蝶というのは、蛾の中で棍棒状の触角、昼行性、翅の縦に畳むことができるなどの幾つかの特徴をもつごく一部のグループのことを指すらしい。
逆に言えば「蛾」は生物分類学上では「蝶でない」という消去法的な分類であるため、蛾全体に共通する特徴というものは特になく、いわば雑多なはみ出し者の集まりなのだそうです。
そんな蛾がふと見ると、デスクの上に広げた原稿用紙の一マスのなかに収まっている。
もしかしたら、そこははみ出し者として世間や社会から疎外されている蛾がやっとたどり着いた安息の地であり、同時に、蛾はそこでひとつの文字となり、他の文字とコンテクストを形成していくことによって彼らなりの主義主張を始めようとしているのかもしれない。
「蝶ではない」という形でしかその存在を定義できない蛾であっても、結びつき集まってそこに新たな輪郭や名前が与えられていけば、別の存在として生まれ変わることも可能であるよう。
今週の、そして2019年のみずがめ座のあなたもまた、自分が身を置いていくことで作り出していくべき新しい共同性の在り方を模索していくことになっていくでしょう。
神の視点から見ればみな同じ
例えば、誰かと会話していく中で、お互いを認め合うために育ちや背景にそのための根拠を探っていったとき、「自分だけに起きた特別な体験や感覚」だと思っていたことが、案外みんな経験してきた普通のことだと分かる、なんてことは十分ありえるでしょう。

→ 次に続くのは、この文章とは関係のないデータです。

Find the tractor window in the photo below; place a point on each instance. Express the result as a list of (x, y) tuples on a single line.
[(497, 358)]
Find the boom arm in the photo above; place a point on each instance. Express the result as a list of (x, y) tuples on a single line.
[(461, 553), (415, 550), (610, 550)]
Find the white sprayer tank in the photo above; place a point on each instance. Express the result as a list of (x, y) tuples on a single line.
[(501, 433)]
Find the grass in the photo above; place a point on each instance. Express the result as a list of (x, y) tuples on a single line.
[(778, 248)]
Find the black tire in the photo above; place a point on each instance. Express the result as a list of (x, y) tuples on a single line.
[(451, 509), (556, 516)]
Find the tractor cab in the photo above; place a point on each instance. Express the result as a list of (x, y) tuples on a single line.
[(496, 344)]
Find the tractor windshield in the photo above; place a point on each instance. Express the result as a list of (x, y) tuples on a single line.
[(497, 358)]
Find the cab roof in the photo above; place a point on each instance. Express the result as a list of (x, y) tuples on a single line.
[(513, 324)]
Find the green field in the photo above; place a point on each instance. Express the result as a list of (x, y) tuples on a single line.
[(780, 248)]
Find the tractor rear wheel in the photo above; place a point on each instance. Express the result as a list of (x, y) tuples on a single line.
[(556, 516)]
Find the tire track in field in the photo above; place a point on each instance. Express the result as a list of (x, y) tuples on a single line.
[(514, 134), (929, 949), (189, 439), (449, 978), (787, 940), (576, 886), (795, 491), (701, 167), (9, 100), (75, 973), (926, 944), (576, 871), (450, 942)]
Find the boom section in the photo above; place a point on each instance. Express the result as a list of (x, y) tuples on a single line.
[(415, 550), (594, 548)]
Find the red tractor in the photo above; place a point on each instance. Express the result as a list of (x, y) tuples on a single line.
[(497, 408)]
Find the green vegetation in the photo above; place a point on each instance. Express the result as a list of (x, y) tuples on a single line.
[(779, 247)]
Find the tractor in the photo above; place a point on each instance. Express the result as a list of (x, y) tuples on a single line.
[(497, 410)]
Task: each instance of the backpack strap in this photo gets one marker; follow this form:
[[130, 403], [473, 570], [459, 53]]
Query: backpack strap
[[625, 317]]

そうした気付きは、新たな仲間意識を燃やしたり、自分たちが同じ地平で踊る「神の子どもたち」なのだという解放感へ発展していく大切なきっかけにもなりえます。
結局、社会的なランクや文化的違いは、人としての優劣を決めるものではなくて(地球レベルで見れば)ほんのささいな役割や機能の違いにすぎないのです。
今週は、偏見や決めつけをしないで話を聞いてくれる相手を見つけたら、とことん自分語りをしてみるのもいいでしょう。
誰かの胸を大いに借りることで、悪い夢から醒めることだってできるかもしれません。